TIMBER prices have rebounded from the low levels of Ireland’s construction crash and are likely to stay strong for the next decade, says a leading forestry expert.
Donal Whelan of the Irish Timber Growers Association (ITGA) said foresters are enjoying pre-bust 2007 level prices, having endured 60% price drops in 2008 and 2009. Effectively driven overseas by the domestic property crisis, Irish foresters and timber producers are now enjoying great success in export markets.
EU demand has soared for all types of roundwood (the generic term for any pre-processed tree). The current range of roadside prices being paid to timber growers includes: Pulpwood, €22-26/m3; Stakewood, €40-45/m3; Boxwood, €48-52/m3; Sawlog, €61-66/m3.
“Timber is now selling above the 10-year Consumer Prince Index adjusted average for roundwood prices,” said Donal Whelan of the ITGA, which represents private sector Irish foresters. “The sector is going through huge positive changes. In the boom years, 60% of all Irish timber went into the domestic construction sector. In just two years, that has all switched to exports.
“Even as late as last year, 90% of all Irish timber came from Coillte. That is changing rapidly. Supply from private sector growers will grow tenfold over the next 17 years. The focus is now on exports. The demand is very strong. Due to a shortage of roundwood here last year, some Irish sawmills actually imported round logs from Scotland, processed them here and then exported them back to the UK.
“Our biggest market right now is the UK. Companies like Medite and Smartply in Clonmel, which are both owned by Coillte, export 80-90% of their product. A few years ago, we simply didn’t have strong exporting companies like the Glennon Brothers in Fermoy. I think that because forestry is a primary sector producer, it doesn’t get the same attention as other export-led industries.”
Mr Whelan notes that Mike and Pat Glennon are among the companies helping to put a spotlight on Irish forestry. Named Ernst & Young Entrepreneur of the Year for 2010, Glennon Brothers Ltd has grown from an €8m business in 1991 to a €70m today.

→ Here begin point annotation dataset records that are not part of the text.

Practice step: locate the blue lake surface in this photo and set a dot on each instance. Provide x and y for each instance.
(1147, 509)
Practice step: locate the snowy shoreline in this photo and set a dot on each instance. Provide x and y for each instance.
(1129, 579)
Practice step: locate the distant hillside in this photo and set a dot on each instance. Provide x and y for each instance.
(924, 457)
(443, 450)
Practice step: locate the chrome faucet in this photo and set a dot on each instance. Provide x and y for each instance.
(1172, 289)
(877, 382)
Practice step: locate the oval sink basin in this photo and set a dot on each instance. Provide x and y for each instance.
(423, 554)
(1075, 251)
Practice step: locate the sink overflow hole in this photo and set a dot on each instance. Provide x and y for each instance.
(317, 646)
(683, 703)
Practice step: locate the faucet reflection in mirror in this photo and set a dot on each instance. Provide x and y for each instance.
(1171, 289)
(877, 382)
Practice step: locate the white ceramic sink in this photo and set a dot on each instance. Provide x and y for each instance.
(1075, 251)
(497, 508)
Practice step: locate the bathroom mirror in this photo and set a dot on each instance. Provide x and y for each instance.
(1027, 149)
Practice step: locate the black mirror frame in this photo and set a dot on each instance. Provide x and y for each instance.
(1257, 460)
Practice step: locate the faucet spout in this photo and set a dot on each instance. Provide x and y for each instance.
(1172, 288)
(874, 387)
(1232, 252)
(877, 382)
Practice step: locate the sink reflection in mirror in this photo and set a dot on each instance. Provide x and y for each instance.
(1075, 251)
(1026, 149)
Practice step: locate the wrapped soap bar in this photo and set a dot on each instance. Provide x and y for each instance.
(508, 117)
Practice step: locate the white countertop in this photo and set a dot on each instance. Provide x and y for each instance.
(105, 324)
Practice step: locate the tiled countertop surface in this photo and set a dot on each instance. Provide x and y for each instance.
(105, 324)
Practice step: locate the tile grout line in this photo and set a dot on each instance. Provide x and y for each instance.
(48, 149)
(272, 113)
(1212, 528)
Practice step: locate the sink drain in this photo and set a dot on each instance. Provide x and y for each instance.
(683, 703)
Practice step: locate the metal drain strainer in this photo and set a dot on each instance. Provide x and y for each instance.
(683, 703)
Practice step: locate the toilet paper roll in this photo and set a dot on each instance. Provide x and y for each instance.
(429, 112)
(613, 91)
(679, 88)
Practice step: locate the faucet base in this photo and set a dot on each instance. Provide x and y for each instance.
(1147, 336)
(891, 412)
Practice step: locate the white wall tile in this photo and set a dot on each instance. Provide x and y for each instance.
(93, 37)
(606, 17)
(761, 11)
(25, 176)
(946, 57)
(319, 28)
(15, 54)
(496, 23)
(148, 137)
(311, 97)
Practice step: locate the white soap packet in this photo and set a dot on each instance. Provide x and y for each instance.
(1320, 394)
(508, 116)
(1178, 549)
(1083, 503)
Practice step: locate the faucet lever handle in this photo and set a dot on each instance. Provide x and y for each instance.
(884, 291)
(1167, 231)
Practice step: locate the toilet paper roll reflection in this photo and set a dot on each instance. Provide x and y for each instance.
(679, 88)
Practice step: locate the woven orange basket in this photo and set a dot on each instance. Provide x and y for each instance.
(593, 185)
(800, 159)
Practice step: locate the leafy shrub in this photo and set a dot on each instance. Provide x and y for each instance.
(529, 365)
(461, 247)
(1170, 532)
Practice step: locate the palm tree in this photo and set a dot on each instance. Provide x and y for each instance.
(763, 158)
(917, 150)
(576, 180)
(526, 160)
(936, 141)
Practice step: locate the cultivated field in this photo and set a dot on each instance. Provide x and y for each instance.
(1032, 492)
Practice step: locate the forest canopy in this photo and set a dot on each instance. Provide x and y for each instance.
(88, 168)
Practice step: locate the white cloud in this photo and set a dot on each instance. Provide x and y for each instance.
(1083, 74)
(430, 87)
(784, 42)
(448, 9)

A fire at their original home base in Longford in 2004 saw the Glennons shift headquarters to Fermoy, Co Cork, where luckily they had already invested €25m developing the loss-making plant they acquired from the Smurfit Group into a world class timber processing facility. Some 30 staff moved from Longford to Fermoy to work on a double shift.
Glennon Brothers are just one of a growing number of success stories in Irish forestry. Plantations developed with Government grants in the 1980s and 1990s are now coming on stream for thinning. Further millionaires are sure to emerge from last year’s spectacular lift in roundwood prices.
The current 10-year price peak has not gone unnoticed by farmers and other landowners. The Forestry Service has seen an increasing number of General Felling Licence (GFL) applications from timber growers in recent months.
In the first two months of 2011, applications were submitted for GFL licences on 2,360 hectares of private woodland. This compares to 1,573 ha for the first two months of 2010, and represents an increase of over 50% for this two-month period.
This increase is on the back of the significant increase in GFL applications in the 12-month period to the end of December 2010, representing a private forest area under application of 14,886 ha for that period.
Donal Whelan explains: “This demand and the corresponding prices paid were driven mainly by export demand for timber products and, at the time, a lack of supply of roundwood in Ireland to meet this demand. Those in the timber trade said that last summer’s high roundwood prices were not sustainable, and that they were a response to short term market demand and supply conditions.
“This proved to be the case, with prices coming back from the 2010 highs. “Nonetheless, current prices remain very good when one compares them with historical price levels. The longer term prospects are also good, and the ease with which the sector has switched its focus to exports has been very encouraging.”